Attorney General Meese is a living legend. At age 92, he has contributed more to the law than any other American who has not served on the Supreme Court. I have only scratched the surface of his amazing career in this article 2022 Mies Lecture. But if you ever meet Mr. Mies (please don’t call him General!), you will find a humble and honest man. Mies is not one to boast of his vast accomplishments. Fortunately, two of Mies’ top aides in the Reagan administration put pen to paper and recorded the attorney general’s accomplishments for posterity.
Steve Calabresi and Gary Lawson have published a new book titled: The Mies Revolution: Creating a Constitutional Moment. This book tells the story of how Mies revolutionized the Justice Department’s constitution and prepared the foundation for the court’s current originalist majority. I highly recommend this wonderful book released today. (I was able to get a signed copy at the Federalist Society convention last week!)
As well as being a thorough treatment of Mies’ heritage, this book contains countless fun tidbits that I enjoyed. One of them concerned the following incident. Hodel vs. Irving (1986). This book describes how Attorney General Charles Fried had to fight the “deep state” within the SG’s office. The incident raised questions about how far-reaching the government’s power grab is. Gary Lawson, who worked at OLC, supported a narrower interpretation of control. But career lawyers at the SG firm used far more generous language. Plenary session.
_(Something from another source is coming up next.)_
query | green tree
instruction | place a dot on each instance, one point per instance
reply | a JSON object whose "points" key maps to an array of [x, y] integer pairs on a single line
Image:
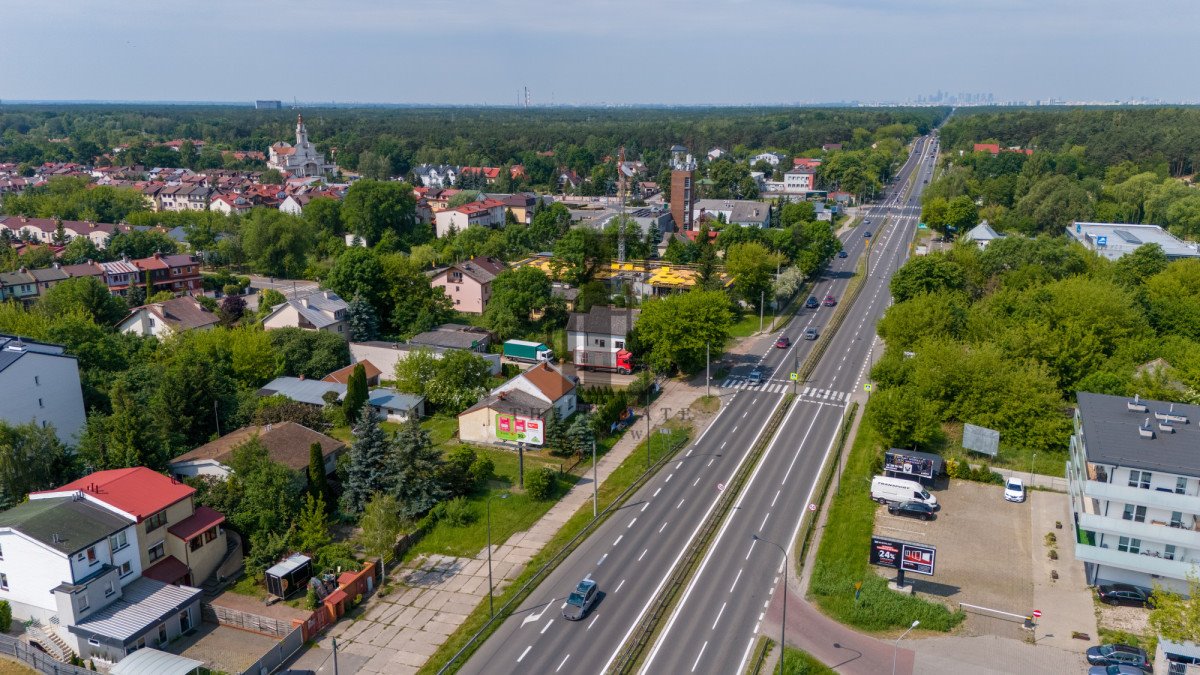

Lawson was surprised to see an argument in an initial brief draft of Hodel v. Irving, a Native American land case, that appeared to be written by career SG lawyers Ed Needler and Larry Wallace, “Furthermore, All sovereigns have the power to regulate the manner and conditions under which property passes on death, as well as to prescribe who can and cannot receive it. ” (emphasis added). Much of this statement was uncontroversial. No one doubts that the government can regulate the passage of property through wills. There have long been laws that limit to some extent the power to write a valid will, completely limit the ability to disinherit certain family members, and so on. Key to the discussion of the draft briefs was the word ‘plenary’.
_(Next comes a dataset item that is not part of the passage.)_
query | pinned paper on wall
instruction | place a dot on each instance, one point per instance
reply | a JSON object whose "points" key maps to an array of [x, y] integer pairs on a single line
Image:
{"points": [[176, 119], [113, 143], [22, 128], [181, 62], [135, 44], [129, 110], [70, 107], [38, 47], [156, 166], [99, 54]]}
However, political appointees at the Justice Department objected to the term “plenum.”
Lawson was surprised to see an argument in an initial brief draft of Hodel v. Irving, a Native American land case, that appeared to be written by career SG lawyers Ed Needler and Larry Wallace, “Furthermore, All sovereigns have the power to regulate the manner and conditions under which property passes on death, as well as to prescribe who can and cannot receive it. ” (emphasis added). Much of this statement was uncontroversial. No one doubts that the government can regulate the passage of property through wills. There have long been laws that to some extent limit the ability to write a valid will, completely restrict certain family members from disinheriting their inheritance, etc. Key to the discussion of the draft preparations was the word ‘plenary’.
So what did Freed do? He took out a marker and edited out the word “Plenary” from the brief.
Recall that Fried said there may be little or no time to receive and revise briefs from staff. This time, he received printed copies (dozens of them) of briefs ready to be filed with the Supreme Court. The brief described the government’s “all-power” powers over will probate, including the power to completely abolish the ability to inherit people’s property. In that case, there was no way to modify the summary. They were the final printed format. Charles Freed found a way. The night before (literally the night before) he filed his brief with the Supreme Court, he took a marker and personally blacked out the word “Plenary” by hand on every printed copy of the brief.. In today’s world of digitalization, this remarkable event is at risk of extinction. However, if you can find a hard copy of that preparation (there are nine repositories of printed SG preparations nationwide) or a PDF that exactly reproduces the original document, then every copy will be hand-painted. You will see that it has been deleted. This was Charles Freed’s masterpiece, and the career staff of the SG Secretariat did the same.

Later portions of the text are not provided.